About

Dr. McCorkel is Professor of Sociology and Criminology at Villanova University and the Founder and Executive Director of the Philadelphia Justice Project for Women and Girls. She is program faculty in Villanova University’s Center for Irish Studies, Gender & Women’s Studies, and Africana Studies. During Fall 2017, she was a visiting scholar at the Institute of Criminology in the Sutherland School of Law at University College Dublin (Ireland).

Dr. McCorkel is one of the nation’s leading experts on gender and mass incarceration. Her research investigates race and gender disparities in punishment, the criminalization of survivors of gender violence, prison profiteering, the impact of parental incarceration on kids, and conditions of confinement in women’s prisons and jails. Her critically acclaimed first book, Breaking Women: Gender, Race, and the New Politics of Imprisonment (New York University Press), explores the impact of the War on Drugs and punitive crime policies on women’s prisons. It is the only behind-the-walls study of an American women’s prison during the height of mass incarceration and one of very few “classic-style” prison ethnographies produced in the last several decades. It was selected by the Society for the Study of Social Problems as a finalist for the prestigious C. Wright Mills Award.

Dr. McCorkel is at work on a second book that examines why both mainstream and progressive efforts to reform the criminal legal system have largely failed incarcerated and system-impacted women. In Dr. McCorkel’s powerful TEDx talk from this project, she summarizes the wrongful conviction case of a young Philadelphia mother to demonstrate how gender inequality, in the context of poverty and racial inequality, renders women particularly vulnerable to the abuses and excesses of mass incarceration and punitive crime policies.

Her research appears in leading scientific journals and has been featured in a variety of news outlets including Boston Globe, Washington Post, Philadelphia Inquirer, Vox, Marketwatch, The Conversation, and Public Radio International. Her research has garnered numerous awards including the Distinguished Scholar Award from the American Society of Criminology’s Division of Feminist Criminology and Villanova University’s Mid-Career Scholar Award. She is on the editorial boards of Punishment & Society, Incarceration: An International Journal of Imprisonment, Detention, and Coercive Confinement, and Journal of Higher Education in Prison. In 2023, Dr. McCorkel served as co-chair of the Annual Meeting of the American Society of Criminology.

Throughout her academic career, Dr. McCorkel has provided pro bono assistance to incarcerated women and men on petitions for commutation and parole. She also serves as an expert witness in criminal and civil cases and appellate matters. In 2020, Dr. McCorkel founded the Philadelphia Justice Project for Women and Girls, a non-profit 501(c)(3) research and advocacy organization dedicated to ending mass incarceration and gender violence. The organization led the advocacy campaign on behalf of India Spellman – the first wrongfully convicted woman to be exonerated in Philadelphia in more than a generation.

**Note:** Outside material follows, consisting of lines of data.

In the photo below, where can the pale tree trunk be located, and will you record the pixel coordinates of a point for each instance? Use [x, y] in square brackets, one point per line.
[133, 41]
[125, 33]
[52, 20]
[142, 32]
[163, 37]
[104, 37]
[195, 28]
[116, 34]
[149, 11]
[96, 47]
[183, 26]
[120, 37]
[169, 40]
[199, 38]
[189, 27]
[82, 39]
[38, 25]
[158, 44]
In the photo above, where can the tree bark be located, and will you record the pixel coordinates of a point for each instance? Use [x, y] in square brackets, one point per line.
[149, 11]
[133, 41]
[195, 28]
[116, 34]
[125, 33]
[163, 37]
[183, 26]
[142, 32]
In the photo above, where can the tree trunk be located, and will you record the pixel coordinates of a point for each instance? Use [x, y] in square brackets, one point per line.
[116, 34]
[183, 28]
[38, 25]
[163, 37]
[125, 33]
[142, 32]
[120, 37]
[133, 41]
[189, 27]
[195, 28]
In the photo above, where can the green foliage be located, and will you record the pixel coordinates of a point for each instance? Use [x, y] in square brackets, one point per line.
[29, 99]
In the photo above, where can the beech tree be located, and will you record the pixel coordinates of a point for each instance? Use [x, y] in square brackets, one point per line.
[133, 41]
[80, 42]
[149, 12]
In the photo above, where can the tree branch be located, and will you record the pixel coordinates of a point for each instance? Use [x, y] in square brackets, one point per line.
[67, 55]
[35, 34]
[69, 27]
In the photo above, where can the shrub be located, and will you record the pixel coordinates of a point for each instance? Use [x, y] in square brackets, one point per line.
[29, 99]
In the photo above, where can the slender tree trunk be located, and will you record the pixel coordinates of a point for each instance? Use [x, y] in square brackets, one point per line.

The organization’s work was featured at the 2024 Innocence Network conference and in various news outlets including The Nation. In 2022, Dr. McCorkel was the recipient of the American Society of Criminology Division of Corrections and Sentencing’s Service award for her advocacy work with incarcerated people and their families.

At Villanova University, Dr. McCorkel teaches courses in the Sociology of LawPunishment & Society, and Introduction to Sociology. In 2021, Dr. McCorkel launched the university’s first-ever Research Seminar in Wrongful Convictions. The course provides hands-on-training for undergraduate students in how to provide effective research and advocacy in support of justice impacted individuals, families, and communities. For over a decade, Dr. McCorkel served as an advisory board member and instructor in Villanova’s undergraduate degree program at SCI-Phoenix (formerly Graterford), the largest maximum security prison in Pennsylvania. Dr. McCorkel has been a semi-finalist for the University’s Lindback Teaching Award and, in 2013, was selected by the senior class to give Villanova University’s “Last Lecture.” She received both the President’s Award and the LACEO (Latin American Cultural Exchange Organization) Award from students in her SCI Graterford courses. In 2022 Dr. McCorkel received the University’s Lafferty Award for her distinguished and lasting contributions to student education.

She lives in Philadelphia with her husband, two dogs, and two parrots.